The Jewish Chronicle

Obama shows he really means business

The US President’s Cairo speech indicates he wants action on curbing settlements

June 11, 2009 15:17
2 min read

Amid the British media’s blanket coverage of the Labour Party’s disintegration, few other stories have broken on to the front pages or into leader columns. An exception was President Obama’s much-hyped Cairo address. This even managed to unify those papers which cast a very critical eye over Israel’s actions in the Middle East with those that tend to take a more balanced view.

Only the right-wing Wall Street Journal, the English-language paper that consistently supports the Zionist cause, dismissed Obama’s line. Under the provocative headline, “Barack Hussein Bush”, it described what the American President had to say as “artfully repackaged versions of themes President Bush sounded with his freedom agenda”.
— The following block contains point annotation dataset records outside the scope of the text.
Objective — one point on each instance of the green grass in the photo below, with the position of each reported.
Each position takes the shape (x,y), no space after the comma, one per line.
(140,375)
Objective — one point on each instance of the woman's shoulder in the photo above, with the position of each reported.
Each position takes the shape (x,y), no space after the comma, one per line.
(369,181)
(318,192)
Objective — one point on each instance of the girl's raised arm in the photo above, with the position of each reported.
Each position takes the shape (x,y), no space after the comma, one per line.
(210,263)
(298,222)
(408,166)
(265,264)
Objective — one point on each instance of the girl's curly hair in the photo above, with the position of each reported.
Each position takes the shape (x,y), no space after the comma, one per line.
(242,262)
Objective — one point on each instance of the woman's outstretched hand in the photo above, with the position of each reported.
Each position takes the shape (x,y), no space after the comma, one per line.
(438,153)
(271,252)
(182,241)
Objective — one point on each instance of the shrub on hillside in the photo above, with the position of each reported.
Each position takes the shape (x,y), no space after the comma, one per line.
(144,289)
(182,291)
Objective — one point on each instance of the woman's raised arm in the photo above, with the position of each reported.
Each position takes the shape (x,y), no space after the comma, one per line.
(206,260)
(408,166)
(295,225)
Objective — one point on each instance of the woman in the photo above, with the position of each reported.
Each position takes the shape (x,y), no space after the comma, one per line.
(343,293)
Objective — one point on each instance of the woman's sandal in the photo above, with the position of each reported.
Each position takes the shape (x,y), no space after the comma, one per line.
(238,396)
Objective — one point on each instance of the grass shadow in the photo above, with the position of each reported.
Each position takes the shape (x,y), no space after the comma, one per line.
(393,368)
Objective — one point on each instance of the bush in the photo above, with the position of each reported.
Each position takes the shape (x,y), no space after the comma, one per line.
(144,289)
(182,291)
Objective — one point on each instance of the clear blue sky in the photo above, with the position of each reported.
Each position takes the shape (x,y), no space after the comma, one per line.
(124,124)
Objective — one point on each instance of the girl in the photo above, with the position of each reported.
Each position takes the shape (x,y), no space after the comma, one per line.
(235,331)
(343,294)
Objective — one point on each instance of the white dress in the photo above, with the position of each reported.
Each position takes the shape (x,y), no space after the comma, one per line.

It was inevitable that, at some point, Obama would turn his focus from economic meltdown to the global stage, and the Middle East in particular. Israel can expect to face sustained pressure over settlements as part of the President’s effort to stitch together a wider regional peace.
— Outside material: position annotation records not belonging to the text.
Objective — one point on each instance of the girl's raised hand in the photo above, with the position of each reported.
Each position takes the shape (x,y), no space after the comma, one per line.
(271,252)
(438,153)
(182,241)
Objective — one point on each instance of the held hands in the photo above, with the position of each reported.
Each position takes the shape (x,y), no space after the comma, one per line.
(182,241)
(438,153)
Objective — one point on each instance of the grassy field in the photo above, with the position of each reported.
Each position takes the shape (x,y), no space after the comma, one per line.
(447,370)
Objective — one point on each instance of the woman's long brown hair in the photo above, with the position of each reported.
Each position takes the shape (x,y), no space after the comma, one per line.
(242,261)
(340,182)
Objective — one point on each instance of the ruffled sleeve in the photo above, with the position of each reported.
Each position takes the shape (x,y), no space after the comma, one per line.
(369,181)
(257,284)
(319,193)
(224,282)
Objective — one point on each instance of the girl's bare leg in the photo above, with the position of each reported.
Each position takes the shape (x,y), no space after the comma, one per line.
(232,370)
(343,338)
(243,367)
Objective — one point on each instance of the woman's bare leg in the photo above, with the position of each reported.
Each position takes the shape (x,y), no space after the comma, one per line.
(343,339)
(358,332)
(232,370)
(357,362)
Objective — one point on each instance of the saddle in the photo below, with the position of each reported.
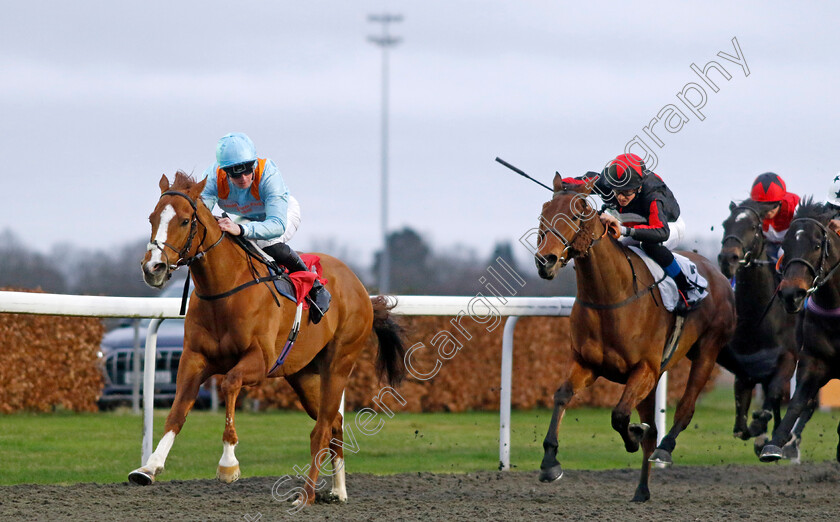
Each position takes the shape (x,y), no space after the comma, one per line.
(294,286)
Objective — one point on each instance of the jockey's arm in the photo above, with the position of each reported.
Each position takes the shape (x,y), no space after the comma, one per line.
(274,224)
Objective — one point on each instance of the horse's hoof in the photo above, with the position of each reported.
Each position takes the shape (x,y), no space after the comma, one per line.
(742,434)
(661,457)
(551,474)
(771,453)
(228,474)
(759,443)
(642,494)
(141,477)
(790,451)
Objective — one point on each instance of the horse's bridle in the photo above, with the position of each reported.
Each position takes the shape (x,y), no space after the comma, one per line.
(757,244)
(562,259)
(183,260)
(821,275)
Some of the content of the Cairo speech was predictable, given the President’s comments on Israeli settlements before, during and after Binyamin Netanyahu’s recent visit to Washington. Also predictable was the fact that the Middle Eastern dignitaries assembled in Cairo gave the loudest applause to the line: “The United States does not accept the legitimacy of continued Israeli settlements”.

The Financial Times editorial argued that this, together with Obama’s implicit comparison of the “intolerable situation of the Palestinians under occupation with the struggles of African slaves in America and under apartheid in South Africa” was a signal to the “irredentist right” in Israel and supporters of Likud that they are dealing with someone in the US who means business. The normally Israel-friendly Murdoch-owned Times agreed this would not give any comfort to the Netanyahu government. The Times also noted that Obama had chosen to skirt around the issue of democracy — a George W Bush favourite — and instead sought to address “a clash of civilisations”.
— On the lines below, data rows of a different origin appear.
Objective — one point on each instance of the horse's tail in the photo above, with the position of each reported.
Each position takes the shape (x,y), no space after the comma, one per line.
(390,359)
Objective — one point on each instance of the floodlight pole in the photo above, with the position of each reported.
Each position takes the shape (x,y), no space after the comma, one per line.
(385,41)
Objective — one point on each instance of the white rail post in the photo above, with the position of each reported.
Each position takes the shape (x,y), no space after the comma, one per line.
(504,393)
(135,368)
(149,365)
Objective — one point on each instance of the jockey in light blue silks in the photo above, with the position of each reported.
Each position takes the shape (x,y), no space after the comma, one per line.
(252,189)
The Guardian’s commentator on the speech, Egyptian writer Ahdaf Soueif, was less impressed. She pointed out that halting settlements had been the “official policy” of every US administration. She wanted to see action “by cutting off funding for settlements and closing the tax loophole that allow US organisations to fund them”. The paper’s leading article was upbeat suggesting that “Mr Netanyahu will probably acquiesce to US demands” noting that, despite his tough talk, “he has done it before”. The Independent noted that Obama had some “uncomfortable things to say to Israel”.

By contrast, a report from Jerusalem in the same paper, suggested that Netanyahu was affronted. It claimed that Obama’s call ignored “secret” agreements between Israel and the Bush administration allowing settlement expansion within existing boundaries.

Obama’s rhetoric was carefully balanced, so that there was something for everyone. It included condemnation of Holocaust denial. This was directly aimed at President Ahmadinejad. But there was a message in this for Egypt, too, criticised by Robert Fisk in the Indy as a “police state”. The Shoah message was underlined by emotional TV images of the US President’s visit to Buchenwald, where he declared: “I will never forget what I have seen here.”

Obama has elevated the regional debate to a higher plane. The tougher task for him and his veteran Middle East envoy, George Mitchell, is turning the rhetoric into hard diplomacy.